A judge in Texas who refused to perform weddings for same-sex couples has filed a lawsuit asking federal courts to overturn marriage equality.
Dianne Hensley filed the suit against the State Commission on Judicial Conduct on Friday, claiming that the 2015 ruling that legalized marriage equality nationally, Obergefell v. Hodges, is somehow unconstitutional. The lawsuit states, via The Texas Tribune, that "the federal judiciary has no authority to recognize or invent ‘fundamental’ constitutional rights."
Related: Meet the Texas Judge Who Refuses to Marry Same-Sex Couples
Hensley's lawyer, Jonathan Mitchell, acknowledged in the filing that federal courts do not have the authority to overturn marriage equality, but that they are hoping the case will get picked up by the U.S. Supreme Court.
Hensley stopped officiating weddings altogether in 2015 in response to Obergefell, as she said performing same-sex marriages would be incompatible with her conservative Christian faith. She resumed performing marriages the next year for opposite-sex couples, while giving same-sex couples who came to her office a list of alternative officiants, some that were cities away.
The State Commission on Judicial Conduct began an investigation of her actions in 2018, which concluded the next year with the commission reprimanding her and putting out a warning that she might not be impartial when it came to matters of sexual orientation.
Hensley then filed a lawsuit against the commission, accusing it of violating her rights under Texas’s religious freedom law, and again stopped performing marriages. A trial court dismissed her suit, and the Texas Court of Appeals upheld that ruling in 2022, finding that the commission was acting within its rights and was shielded from lawsuits by sovereign immunity.

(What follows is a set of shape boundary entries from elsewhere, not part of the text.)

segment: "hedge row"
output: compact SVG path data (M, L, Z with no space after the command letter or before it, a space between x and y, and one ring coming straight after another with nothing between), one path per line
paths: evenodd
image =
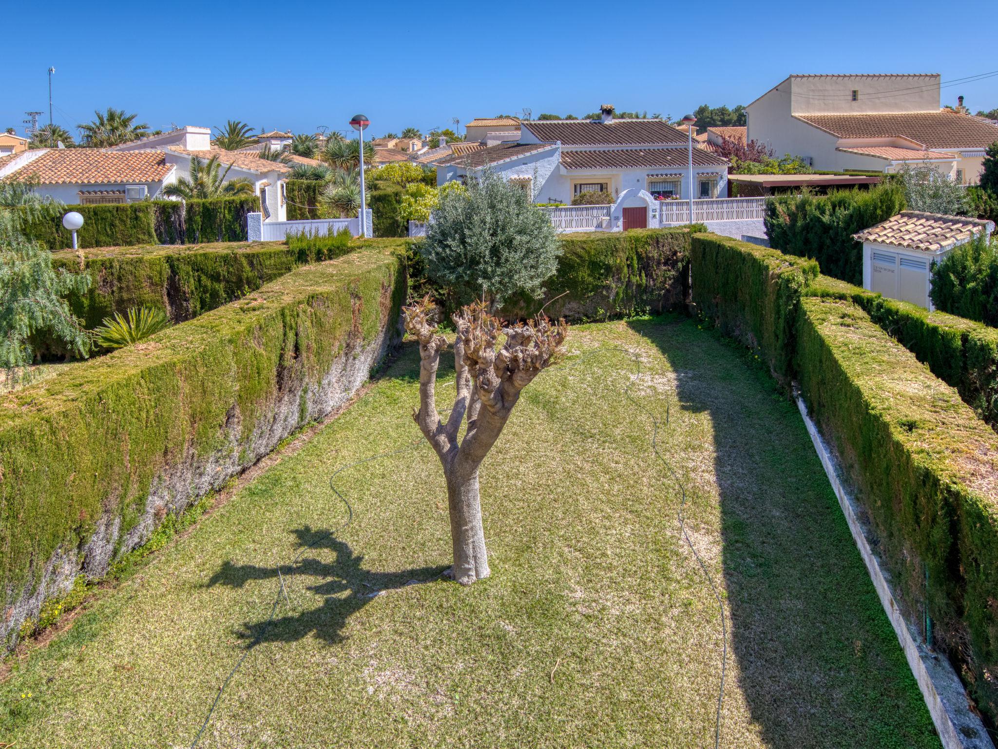
M184 245L196 242L241 242L247 239L247 214L259 211L259 198L143 201L109 206L67 206L83 216L78 245L133 247ZM24 233L49 250L72 247L62 217L24 222Z
M404 296L401 254L373 245L8 393L0 639L81 566L101 574L342 402L397 332Z
M691 268L698 309L781 381L797 380L858 488L902 604L914 621L927 605L937 643L998 717L989 676L998 668L998 434L943 381L969 400L993 399L996 339L818 277L812 261L727 238L695 235Z
M801 300L795 374L860 489L909 620L928 607L936 643L994 719L998 435L848 302Z
M703 231L695 225L692 231ZM528 318L544 307L553 317L573 322L630 317L683 306L689 294L691 228L559 236L558 270L547 282L543 299L518 297L500 311L505 318ZM412 296L443 297L426 278L413 241L408 254Z
M800 293L817 263L712 234L690 248L693 302L727 335L759 352L782 382L792 372Z
M850 284L862 284L862 245L852 235L904 210L900 185L883 183L870 190L839 190L827 196L779 196L765 202L765 236L787 255L813 258L821 272Z
M964 402L998 428L998 330L941 312L887 299L825 276L807 294L848 300L951 384Z

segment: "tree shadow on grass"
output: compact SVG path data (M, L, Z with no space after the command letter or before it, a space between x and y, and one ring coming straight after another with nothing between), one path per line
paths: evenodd
M293 596L302 585L321 596L322 603L317 607L243 624L237 634L247 641L247 647L264 642L296 642L308 635L330 644L341 642L344 639L343 629L351 614L391 590L439 579L447 568L441 565L376 572L364 569L363 554L354 554L345 541L328 530L312 529L306 525L291 532L297 536L297 545L305 550L303 553L325 550L333 552L335 558L323 561L315 556L303 556L293 564L274 567L233 564L227 560L208 581L208 587L229 585L242 588L252 580L276 580L278 584L283 584L288 597ZM281 595L275 610L279 611L286 605L286 599Z
M738 681L726 682L726 701L740 691L774 749L938 747L796 407L734 342L693 322L630 326L677 373L683 412L706 410L710 417L721 513L714 582L727 594L728 663L738 667ZM660 428L667 460L674 428ZM679 473L688 494L702 496L697 477ZM698 512L688 505L692 530L700 526ZM714 690L720 620L717 636Z

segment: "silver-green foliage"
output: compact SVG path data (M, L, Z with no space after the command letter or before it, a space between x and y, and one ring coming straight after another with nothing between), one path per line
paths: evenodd
M451 301L496 306L518 294L539 298L562 248L546 212L491 169L467 191L441 191L422 255L427 276Z
M53 269L51 253L21 231L27 223L56 220L64 208L39 198L31 185L0 183L0 368L8 386L30 375L34 333L49 333L80 357L90 350L87 334L65 301L68 294L85 294L90 276Z
M897 179L904 187L904 202L909 211L944 216L970 213L967 189L927 162L914 167L904 165L898 170Z

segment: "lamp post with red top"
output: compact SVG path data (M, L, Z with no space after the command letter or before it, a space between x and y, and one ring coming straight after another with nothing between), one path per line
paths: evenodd
M367 237L367 201L364 196L364 130L370 125L364 115L353 115L350 127L357 131L359 161L360 161L360 236Z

The Texas Supreme Court rewrote the code of conduct that Hensley was found to have violated in October, adding the single line, “It is not a violation of these canons for a judge to publicly refrain from performing a wedding ceremony based upon a sincerely held religious belief.” Under the rule, states judges can refuse to perform same-sex weddings.

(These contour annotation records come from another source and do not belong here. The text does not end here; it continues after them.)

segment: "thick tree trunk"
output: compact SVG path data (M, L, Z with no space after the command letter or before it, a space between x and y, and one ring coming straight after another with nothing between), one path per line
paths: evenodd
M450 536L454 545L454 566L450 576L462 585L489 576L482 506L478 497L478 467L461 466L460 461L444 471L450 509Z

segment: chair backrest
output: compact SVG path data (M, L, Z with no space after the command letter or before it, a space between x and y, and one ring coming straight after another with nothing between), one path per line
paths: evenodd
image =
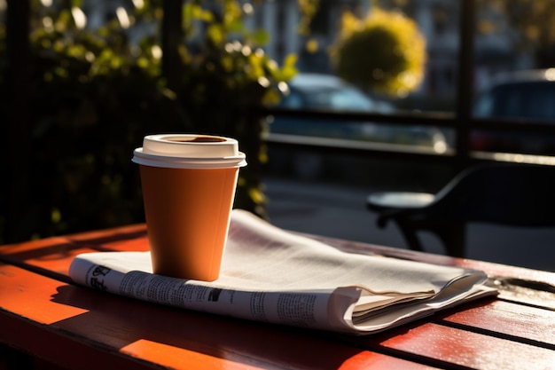
M453 178L426 209L420 216L438 223L555 226L555 167L477 165Z

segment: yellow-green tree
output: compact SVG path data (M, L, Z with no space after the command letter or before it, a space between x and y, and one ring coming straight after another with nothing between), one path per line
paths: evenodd
M376 92L404 97L424 76L426 39L417 24L398 12L373 8L366 18L342 16L332 49L338 75Z

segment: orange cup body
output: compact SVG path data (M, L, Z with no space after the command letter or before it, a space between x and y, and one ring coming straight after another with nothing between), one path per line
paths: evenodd
M153 272L216 279L238 168L139 167Z

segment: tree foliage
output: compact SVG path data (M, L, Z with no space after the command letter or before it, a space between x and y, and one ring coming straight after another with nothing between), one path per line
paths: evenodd
M332 58L345 80L404 97L422 82L426 40L417 24L398 12L373 8L364 19L346 12Z
M170 90L161 73L160 35L135 40L132 32L160 28L161 0L133 2L122 14L128 24L114 14L96 29L84 27L87 7L80 0L52 0L50 6L32 0L31 206L20 239L144 221L130 158L142 138L154 132L238 138L249 165L240 173L236 206L264 216L262 127L252 112L275 100L278 85L296 70L294 56L279 66L261 48L268 35L245 26L248 5L257 3L185 2L183 73ZM309 17L317 0L301 3ZM7 109L2 104L0 113ZM0 228L6 217L0 215Z

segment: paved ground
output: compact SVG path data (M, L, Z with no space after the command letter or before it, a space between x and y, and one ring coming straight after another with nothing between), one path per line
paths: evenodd
M272 224L284 229L396 248L406 245L395 225L379 229L366 210L368 187L278 177L264 181ZM431 234L423 234L426 251L444 253ZM512 229L471 224L468 258L555 271L555 230Z

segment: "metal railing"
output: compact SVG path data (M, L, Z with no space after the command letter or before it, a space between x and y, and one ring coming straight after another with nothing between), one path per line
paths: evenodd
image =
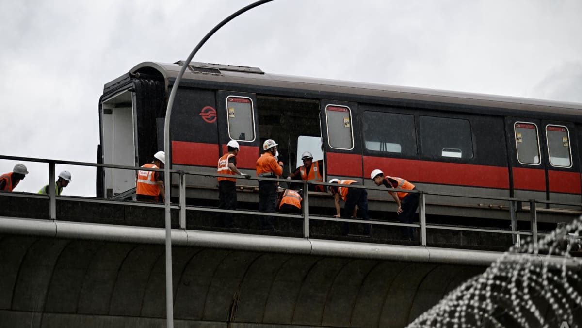
M98 163L91 163L86 162L79 162L79 161L62 161L58 160L52 160L52 159L44 159L44 158L36 158L31 157L16 157L16 156L7 156L0 155L0 159L4 160L11 160L20 161L25 162L36 162L36 163L47 163L48 165L48 176L49 181L51 183L55 181L55 164L64 164L64 165L78 165L78 166L86 166L86 167L93 167L96 168L111 168L111 169L120 169L120 170L128 170L133 171L158 171L164 172L162 169L155 169L155 168L143 168L140 167L133 167L127 165L114 165L114 164L98 164ZM327 182L314 182L310 181L301 181L300 183L303 184L303 202L301 206L302 213L301 214L285 214L280 213L260 213L256 211L253 211L250 210L224 210L219 209L217 207L210 207L210 206L191 206L186 204L186 190L187 188L186 186L186 177L187 175L194 175L198 177L204 177L206 178L215 178L218 177L232 177L232 175L218 174L217 173L210 173L210 172L197 172L195 171L187 171L187 170L171 170L169 171L172 174L177 174L178 175L178 203L177 204L173 203L171 205L171 208L173 209L179 210L179 225L181 229L186 229L186 211L204 211L204 212L215 212L215 213L227 213L230 214L246 214L256 216L270 216L270 217L283 217L289 218L300 218L303 220L303 238L310 238L310 220L321 220L321 221L332 221L336 222L343 222L348 223L359 223L359 224L371 224L372 225L384 225L384 226L398 226L398 227L410 227L413 228L417 228L419 229L419 239L420 242L420 245L422 246L427 245L427 229L441 229L441 230L457 230L457 231L473 231L478 232L488 232L488 233L496 233L496 234L511 234L513 238L513 242L519 242L520 236L531 236L534 240L537 240L540 233L538 232L537 230L537 212L538 209L536 206L537 203L539 204L555 204L555 205L561 205L566 206L574 206L578 207L582 207L582 203L567 203L567 202L558 202L553 201L547 201L547 200L533 200L533 199L524 199L515 197L498 197L498 196L486 196L486 195L470 195L467 194L461 194L461 193L448 193L448 192L435 192L427 191L421 190L412 190L407 191L407 192L410 193L417 193L418 194L418 218L419 222L418 223L402 223L400 222L395 221L389 221L386 220L370 220L367 221L363 221L359 219L347 219L347 218L340 218L335 217L326 217L322 216L316 216L311 215L310 214L310 192L307 191L309 190L309 187L311 185L322 185L326 186L337 186L338 185L336 184L329 184ZM272 178L262 178L262 177L251 177L248 179L244 179L243 177L236 177L239 181L240 180L255 180L255 181L272 181L274 182L289 182L289 181L284 179L277 179ZM298 182L299 181L293 181L293 182ZM49 184L50 185L50 184ZM172 185L175 186L176 184ZM342 188L360 188L367 190L375 190L375 191L402 191L399 189L395 189L392 188L379 188L375 186L367 186L360 185L342 185ZM96 197L79 197L79 196L57 196L55 195L55 188L49 188L49 195L38 195L28 193L11 193L11 195L16 196L22 197L37 197L37 198L48 198L49 199L49 206L48 206L48 212L49 217L51 220L56 220L56 200L57 197L59 199L63 200L74 200L76 201L83 202L90 202L90 203L105 203L105 204L112 204L112 203L118 203L123 204L124 205L130 205L130 206L139 206L144 207L158 207L158 208L164 208L164 205L162 203L155 204L150 203L146 202L127 202L125 200L115 200L108 199L98 199ZM0 194L3 193L0 193ZM428 195L434 195L434 196L450 196L456 197L463 197L463 198L469 198L469 199L487 199L487 200L498 200L501 202L508 202L509 203L509 218L511 220L511 230L504 230L502 228L482 228L482 227L467 227L467 226L454 226L450 225L443 225L443 224L428 224L426 220L426 197ZM528 203L529 204L529 216L530 216L530 229L529 231L520 231L517 229L517 204L518 203ZM485 209L483 209L484 210ZM535 244L534 244L535 245Z

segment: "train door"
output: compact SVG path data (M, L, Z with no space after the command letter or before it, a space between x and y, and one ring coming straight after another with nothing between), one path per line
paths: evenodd
M511 196L526 199L547 199L547 163L543 156L541 122L538 119L506 118Z
M135 95L129 89L102 100L100 119L102 163L127 166L137 164L134 105ZM111 197L135 188L134 171L113 168L104 171L105 196Z
M254 175L257 158L260 156L258 114L257 96L233 91L217 92L218 122L218 157L226 153L226 144L231 140L239 143L240 150L236 156L236 167L244 173ZM215 167L217 163L214 164ZM254 181L246 181L252 184ZM256 184L254 182L254 184Z
M546 151L548 194L549 200L579 203L580 197L580 163L573 124L542 121L543 143ZM552 207L563 207L557 205Z
M363 164L355 103L323 100L321 102L322 136L328 179L353 179L362 182Z

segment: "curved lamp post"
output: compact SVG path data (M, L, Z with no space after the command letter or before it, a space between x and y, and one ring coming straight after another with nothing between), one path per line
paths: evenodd
M230 16L225 18L200 40L200 42L198 43L198 45L194 48L194 50L192 50L192 52L190 53L186 61L184 62L180 72L176 77L174 84L172 87L172 91L170 92L170 97L168 100L168 107L166 108L166 117L164 124L164 150L166 154L166 160L169 161L169 164L172 163L172 151L170 149L170 117L172 115L172 107L173 105L174 98L176 97L176 93L178 92L178 86L180 85L180 82L182 80L182 75L184 75L186 68L190 65L190 62L191 61L194 55L198 52L198 51L202 45L210 38L210 37L225 24L247 10L271 1L273 1L273 0L260 0L237 10ZM170 220L170 188L171 188L171 184L170 182L171 177L170 177L169 167L169 165L164 165L164 185L166 189L166 199L165 202L166 210L166 322L168 328L173 328L173 291L172 284L172 230Z

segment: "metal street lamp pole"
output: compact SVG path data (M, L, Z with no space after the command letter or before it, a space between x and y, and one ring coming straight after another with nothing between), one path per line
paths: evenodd
M217 31L225 24L232 20L239 15L255 7L260 6L263 3L270 2L273 0L260 0L248 6L239 9L236 12L227 17L218 25L214 27L200 42L198 43L196 47L194 48L192 52L186 59L182 65L182 68L176 80L172 87L172 91L170 92L170 97L168 100L168 107L166 108L166 117L164 124L164 149L166 155L166 161L168 165L164 166L164 185L165 186L165 212L166 212L166 322L168 328L173 328L174 326L174 311L173 311L173 287L172 284L172 230L170 220L170 188L171 188L170 177L170 165L172 163L172 150L170 148L170 118L172 115L172 107L174 103L174 98L176 97L176 93L178 92L178 86L182 80L182 76L186 71L186 68L190 65L190 62L194 55L198 52L202 45L210 38Z

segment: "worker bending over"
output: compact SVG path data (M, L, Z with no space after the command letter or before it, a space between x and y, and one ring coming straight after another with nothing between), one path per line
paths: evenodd
M396 177L384 176L384 172L376 169L372 171L370 178L376 185L384 185L387 188L394 188L404 191L414 190L414 185L409 182L402 178ZM406 191L389 191L390 195L394 198L398 209L398 221L401 223L412 223L418 207L418 194L416 192L406 192ZM414 240L414 230L412 227L401 227L402 237L407 240Z
M16 188L20 180L29 174L24 164L18 163L14 165L12 172L0 175L0 191L12 191Z
M148 168L164 168L166 164L166 154L158 151L154 154L151 163L141 165ZM164 172L154 171L138 171L136 199L148 203L162 203L166 201L166 191L164 187Z
M66 188L69 185L69 184L72 180L71 173L68 171L61 171L61 173L59 174L59 178L55 182L55 195L59 196L61 193L63 192L63 188ZM47 185L44 187L40 188L38 191L38 193L42 195L48 195L49 185Z
M342 200L345 203L343 206L343 218L350 218L350 216L353 215L354 218L357 217L356 211L356 206L357 205L360 209L362 218L367 221L370 220L368 217L368 192L364 189L361 188L349 188L342 185L360 185L360 184L354 180L339 180L338 179L332 179L329 180L330 184L338 184L339 186L335 187L329 187L331 193L333 196L333 200L335 202L336 214L333 217L342 217L341 210L339 206L339 201ZM364 225L364 234L370 235L370 224ZM350 233L350 225L347 222L343 223L342 226L342 234L347 235Z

Related: U.S. Supreme Court denies hearing in Kim Davis’s marriage equality challenge
The State Commission on Judicial Conduct responded in a December filing by stating that the rule does not give judges permission to continue performing opposite-sex weddings while refusing to marry same-sex couples. It wrote, “The comment only gives a judge the authority to ‘opt out’ of officiating due to a sincere religious belief, but does not say that a judge can, at the same time, welcome to her chambers heterosexual couples for whom she willingly offers to conduct marriage ceremonies."
Hensley's newest suit seeks to circumvent the legal battle entirely by overturning marriage equality. It is a similar case to that of Kim Davis, a county clerk in Kentucky who was sued by a same-sex couple for refusing to issue them marriage license. Davis appealed the verdict against her to the Supreme Court, and included in her filing a petition to overturn Obergefell, both of which the court refused to hear in November.